We continued our active engagement on climate change issues, providing policy support for Australia’s participation in the United Nations Climate Change Conference in Copenhagen in December 2009. We also contributed to the development of initiatives to help developing countries address climate change, including the Commonwealth Climate Change Declaration.
We led Australia’s delegation to the first Review Conference of the International Criminal Court (ICC) Statute. We played an influential role in forging consensus on the crime of aggression and several additional war crimes.
We oversaw the drafting of the Autonomous Sanctions Bill 2010 to implement the Government’s decision to reform the way Australia imposes autonomous sanctions.
The Minister for Foreign Affairs, Mr Smith, and the UN Secretary-General, Mr Ban Ki-moon, at the United Nations Headquarters in New York on 4 May 2010.
Photo: Courtesy of Eskinder Debebe / UN
The United Nations has a major role in addressing important global challenges, maintaining peace and security and setting global standards on a wide range of issues. The department worked to achieve Australia’s objectives at the 64th session of the United Nations General Assembly (UNGA). These centred on final negotiations towards a climate change outcome at the Copenhagen Conference, the impact of the global financial crisis and Australia’s role in representing small states in discussions on the reform of global financial systems by the G20.
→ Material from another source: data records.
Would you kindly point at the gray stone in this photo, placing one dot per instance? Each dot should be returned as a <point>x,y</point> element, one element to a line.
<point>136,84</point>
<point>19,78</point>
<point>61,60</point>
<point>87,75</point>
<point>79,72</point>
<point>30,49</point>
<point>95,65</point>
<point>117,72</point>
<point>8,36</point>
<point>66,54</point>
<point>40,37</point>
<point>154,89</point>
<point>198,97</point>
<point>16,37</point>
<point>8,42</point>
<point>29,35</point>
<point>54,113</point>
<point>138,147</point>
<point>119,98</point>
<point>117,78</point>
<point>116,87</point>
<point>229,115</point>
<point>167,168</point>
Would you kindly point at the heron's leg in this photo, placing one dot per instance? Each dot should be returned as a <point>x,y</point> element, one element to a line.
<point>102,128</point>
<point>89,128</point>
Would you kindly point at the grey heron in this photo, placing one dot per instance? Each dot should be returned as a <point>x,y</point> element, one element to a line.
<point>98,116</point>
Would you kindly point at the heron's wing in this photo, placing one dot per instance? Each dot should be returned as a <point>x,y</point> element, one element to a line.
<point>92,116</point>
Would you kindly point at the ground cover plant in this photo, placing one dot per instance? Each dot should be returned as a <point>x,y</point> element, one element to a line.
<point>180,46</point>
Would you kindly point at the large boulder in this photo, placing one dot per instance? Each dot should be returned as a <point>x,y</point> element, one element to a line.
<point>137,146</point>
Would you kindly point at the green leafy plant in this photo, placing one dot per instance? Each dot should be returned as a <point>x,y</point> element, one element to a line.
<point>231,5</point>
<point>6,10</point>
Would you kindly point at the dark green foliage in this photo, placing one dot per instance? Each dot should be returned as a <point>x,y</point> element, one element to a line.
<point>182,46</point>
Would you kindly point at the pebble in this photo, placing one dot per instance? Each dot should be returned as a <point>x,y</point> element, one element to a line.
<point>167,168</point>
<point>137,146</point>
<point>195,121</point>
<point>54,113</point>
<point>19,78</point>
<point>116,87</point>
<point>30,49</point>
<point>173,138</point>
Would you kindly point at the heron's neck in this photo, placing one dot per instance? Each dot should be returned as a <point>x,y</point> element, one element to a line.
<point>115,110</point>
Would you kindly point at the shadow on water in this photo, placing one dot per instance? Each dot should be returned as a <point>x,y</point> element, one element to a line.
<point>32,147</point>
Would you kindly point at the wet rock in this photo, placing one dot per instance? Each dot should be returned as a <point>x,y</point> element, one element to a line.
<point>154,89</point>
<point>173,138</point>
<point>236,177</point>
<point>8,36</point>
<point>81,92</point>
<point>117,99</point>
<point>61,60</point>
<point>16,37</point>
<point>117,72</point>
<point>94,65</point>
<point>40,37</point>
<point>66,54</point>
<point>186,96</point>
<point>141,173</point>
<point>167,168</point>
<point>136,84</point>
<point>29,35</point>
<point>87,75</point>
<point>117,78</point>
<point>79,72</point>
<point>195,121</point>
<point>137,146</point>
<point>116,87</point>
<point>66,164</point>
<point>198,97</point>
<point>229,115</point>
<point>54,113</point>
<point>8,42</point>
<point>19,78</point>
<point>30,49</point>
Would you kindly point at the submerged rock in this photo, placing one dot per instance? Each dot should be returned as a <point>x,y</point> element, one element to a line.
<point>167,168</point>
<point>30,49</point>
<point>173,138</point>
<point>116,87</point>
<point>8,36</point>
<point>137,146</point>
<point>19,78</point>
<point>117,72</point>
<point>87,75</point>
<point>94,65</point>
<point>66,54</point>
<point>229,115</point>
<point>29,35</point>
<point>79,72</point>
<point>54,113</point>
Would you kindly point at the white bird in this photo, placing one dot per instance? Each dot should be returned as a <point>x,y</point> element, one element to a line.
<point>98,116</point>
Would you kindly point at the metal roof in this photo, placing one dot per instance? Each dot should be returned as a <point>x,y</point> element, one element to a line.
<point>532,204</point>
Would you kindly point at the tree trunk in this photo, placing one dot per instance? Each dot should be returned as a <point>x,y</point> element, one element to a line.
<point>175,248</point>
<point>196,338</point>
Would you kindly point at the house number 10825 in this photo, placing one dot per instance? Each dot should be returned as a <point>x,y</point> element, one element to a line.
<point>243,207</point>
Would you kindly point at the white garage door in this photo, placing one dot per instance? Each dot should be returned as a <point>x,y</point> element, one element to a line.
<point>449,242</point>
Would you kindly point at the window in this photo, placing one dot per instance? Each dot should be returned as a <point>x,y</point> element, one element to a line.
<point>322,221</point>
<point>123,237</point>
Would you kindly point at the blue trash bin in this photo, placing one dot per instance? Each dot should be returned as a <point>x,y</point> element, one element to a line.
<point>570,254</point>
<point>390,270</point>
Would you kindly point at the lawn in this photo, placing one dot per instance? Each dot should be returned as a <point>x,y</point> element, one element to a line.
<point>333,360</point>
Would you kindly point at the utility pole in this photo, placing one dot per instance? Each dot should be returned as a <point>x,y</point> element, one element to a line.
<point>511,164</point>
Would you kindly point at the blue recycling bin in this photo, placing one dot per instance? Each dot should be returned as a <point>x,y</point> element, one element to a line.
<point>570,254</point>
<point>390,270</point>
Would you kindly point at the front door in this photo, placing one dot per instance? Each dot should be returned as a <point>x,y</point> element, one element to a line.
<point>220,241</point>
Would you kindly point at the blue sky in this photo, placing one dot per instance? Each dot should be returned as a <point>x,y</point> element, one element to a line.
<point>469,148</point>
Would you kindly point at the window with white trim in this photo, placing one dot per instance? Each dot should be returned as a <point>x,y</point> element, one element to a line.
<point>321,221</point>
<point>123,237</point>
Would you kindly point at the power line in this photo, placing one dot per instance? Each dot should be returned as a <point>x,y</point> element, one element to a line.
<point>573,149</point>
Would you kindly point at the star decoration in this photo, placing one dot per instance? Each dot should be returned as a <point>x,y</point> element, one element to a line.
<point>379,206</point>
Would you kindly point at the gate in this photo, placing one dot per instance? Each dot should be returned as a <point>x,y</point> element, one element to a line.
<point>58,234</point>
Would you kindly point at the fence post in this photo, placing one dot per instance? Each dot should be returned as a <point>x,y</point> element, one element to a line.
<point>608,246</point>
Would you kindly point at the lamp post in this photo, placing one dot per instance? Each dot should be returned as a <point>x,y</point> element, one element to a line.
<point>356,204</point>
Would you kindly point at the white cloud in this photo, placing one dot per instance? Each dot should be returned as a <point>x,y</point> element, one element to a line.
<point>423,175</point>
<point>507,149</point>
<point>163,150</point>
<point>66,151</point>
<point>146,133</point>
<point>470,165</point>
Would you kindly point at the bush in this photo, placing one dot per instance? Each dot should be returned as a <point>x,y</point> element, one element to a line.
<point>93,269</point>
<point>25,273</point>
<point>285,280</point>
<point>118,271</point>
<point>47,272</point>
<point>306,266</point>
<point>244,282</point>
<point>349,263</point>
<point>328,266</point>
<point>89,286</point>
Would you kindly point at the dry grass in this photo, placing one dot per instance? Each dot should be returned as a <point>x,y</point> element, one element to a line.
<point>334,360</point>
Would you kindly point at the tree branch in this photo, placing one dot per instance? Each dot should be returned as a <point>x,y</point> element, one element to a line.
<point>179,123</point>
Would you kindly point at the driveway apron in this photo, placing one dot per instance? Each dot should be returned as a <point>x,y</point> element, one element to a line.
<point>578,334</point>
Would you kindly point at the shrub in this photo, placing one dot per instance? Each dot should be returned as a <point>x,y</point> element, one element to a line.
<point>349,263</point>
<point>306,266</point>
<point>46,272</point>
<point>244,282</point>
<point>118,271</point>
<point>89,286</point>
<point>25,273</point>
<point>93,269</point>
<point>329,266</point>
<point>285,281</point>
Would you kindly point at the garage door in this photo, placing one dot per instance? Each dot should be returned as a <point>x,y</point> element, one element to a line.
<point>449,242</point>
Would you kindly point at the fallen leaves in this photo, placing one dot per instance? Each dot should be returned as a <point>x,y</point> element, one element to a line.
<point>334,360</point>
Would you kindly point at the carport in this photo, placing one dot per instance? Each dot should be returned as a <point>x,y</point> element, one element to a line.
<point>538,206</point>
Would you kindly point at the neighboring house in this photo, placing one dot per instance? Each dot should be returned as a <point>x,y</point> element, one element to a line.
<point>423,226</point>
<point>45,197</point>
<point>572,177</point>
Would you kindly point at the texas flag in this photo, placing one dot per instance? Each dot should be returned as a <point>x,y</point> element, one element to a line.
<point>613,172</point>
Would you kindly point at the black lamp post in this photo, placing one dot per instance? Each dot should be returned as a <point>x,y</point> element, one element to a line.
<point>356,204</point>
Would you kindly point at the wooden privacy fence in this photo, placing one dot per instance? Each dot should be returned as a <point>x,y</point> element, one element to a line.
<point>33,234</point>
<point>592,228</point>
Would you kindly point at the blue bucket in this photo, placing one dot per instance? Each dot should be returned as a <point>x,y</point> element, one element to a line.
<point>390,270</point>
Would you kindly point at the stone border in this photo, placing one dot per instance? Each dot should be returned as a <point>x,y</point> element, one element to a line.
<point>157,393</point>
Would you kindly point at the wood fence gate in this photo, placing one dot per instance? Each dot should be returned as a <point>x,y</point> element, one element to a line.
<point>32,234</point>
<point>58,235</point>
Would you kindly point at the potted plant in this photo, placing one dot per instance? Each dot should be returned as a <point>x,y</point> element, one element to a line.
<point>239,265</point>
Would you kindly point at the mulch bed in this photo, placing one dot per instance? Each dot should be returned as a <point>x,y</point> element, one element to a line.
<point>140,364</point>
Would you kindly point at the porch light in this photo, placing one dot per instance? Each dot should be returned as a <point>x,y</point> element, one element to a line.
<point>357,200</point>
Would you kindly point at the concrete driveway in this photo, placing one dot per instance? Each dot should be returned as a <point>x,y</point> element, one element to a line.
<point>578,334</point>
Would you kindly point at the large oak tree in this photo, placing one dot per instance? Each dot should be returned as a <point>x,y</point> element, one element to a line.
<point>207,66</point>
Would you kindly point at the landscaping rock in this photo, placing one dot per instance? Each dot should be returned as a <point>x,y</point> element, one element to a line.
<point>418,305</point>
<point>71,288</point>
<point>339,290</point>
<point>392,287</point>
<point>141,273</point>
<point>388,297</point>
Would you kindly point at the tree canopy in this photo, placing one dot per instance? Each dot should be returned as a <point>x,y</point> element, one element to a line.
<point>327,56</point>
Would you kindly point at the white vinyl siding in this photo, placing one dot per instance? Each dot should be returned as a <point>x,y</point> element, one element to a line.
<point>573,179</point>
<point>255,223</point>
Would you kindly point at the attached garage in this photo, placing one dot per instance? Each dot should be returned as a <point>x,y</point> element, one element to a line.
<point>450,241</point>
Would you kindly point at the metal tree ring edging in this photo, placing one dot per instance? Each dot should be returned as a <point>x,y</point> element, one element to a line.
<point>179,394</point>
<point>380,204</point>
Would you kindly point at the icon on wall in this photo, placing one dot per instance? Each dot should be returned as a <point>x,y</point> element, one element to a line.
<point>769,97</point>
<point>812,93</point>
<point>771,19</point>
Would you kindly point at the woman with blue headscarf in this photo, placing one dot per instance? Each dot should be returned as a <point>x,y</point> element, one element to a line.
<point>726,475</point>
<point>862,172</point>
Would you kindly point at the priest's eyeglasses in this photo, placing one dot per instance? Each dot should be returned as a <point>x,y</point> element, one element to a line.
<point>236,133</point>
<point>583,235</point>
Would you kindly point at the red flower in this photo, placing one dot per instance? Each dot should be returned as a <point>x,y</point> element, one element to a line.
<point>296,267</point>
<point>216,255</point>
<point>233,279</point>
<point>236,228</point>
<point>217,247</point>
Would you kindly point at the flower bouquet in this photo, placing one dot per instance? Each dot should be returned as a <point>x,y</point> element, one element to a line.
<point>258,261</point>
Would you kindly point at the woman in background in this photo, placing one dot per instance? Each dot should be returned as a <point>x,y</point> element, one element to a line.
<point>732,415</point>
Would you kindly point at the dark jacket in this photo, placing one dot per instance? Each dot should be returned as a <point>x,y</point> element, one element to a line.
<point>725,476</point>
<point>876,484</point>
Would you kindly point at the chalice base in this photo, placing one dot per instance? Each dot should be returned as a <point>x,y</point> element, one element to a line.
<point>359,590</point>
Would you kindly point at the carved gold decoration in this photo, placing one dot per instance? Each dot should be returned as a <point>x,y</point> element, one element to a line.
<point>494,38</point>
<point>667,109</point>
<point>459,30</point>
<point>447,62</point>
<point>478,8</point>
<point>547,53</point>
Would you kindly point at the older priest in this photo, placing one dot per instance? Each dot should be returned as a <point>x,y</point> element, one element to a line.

Australia participated prominently in the High-Level Event on the UN Collaborative Program on Reducing Emissions from Deforestation and Forest Degradation in Developing Countries (REDD), and worked to secure a statement which would build momentum towards the global goals being determined at Copenhagen.
The then Prime Minister, Mr Rudd, presented Australia’s national statement to the General Assembly, focusing on the global financial crisis and its impact. He attended the Clinton Global Initiative and the Friends of Pakistan Summit. The department supported attendance at the General Assembly by the Minister for Foreign Affairs, Mr Smith, who delivered interventions at the High-Level Event on Food Security, the High-Level Taskforce on International Innovative Financing for Health Systems and the Comprehensive Nuclear-Test-Ban Treaty (CTBT) Article IV Conference.
During the General Assembly, Mr Smith, with support from the department, co-chaired a round table on the Responsibility to Protect (R2P) principle. The R2P principle seeks to protect populations from genocide, war crimes, crimes against humanity and ethnic cleansing. Australia took a leading role in developing guidelines for the protection of civilians in UN peacekeeping mandates—and, in January 2010, co-hosted a workshop in New York to discuss current UN efforts on the protection of civilians.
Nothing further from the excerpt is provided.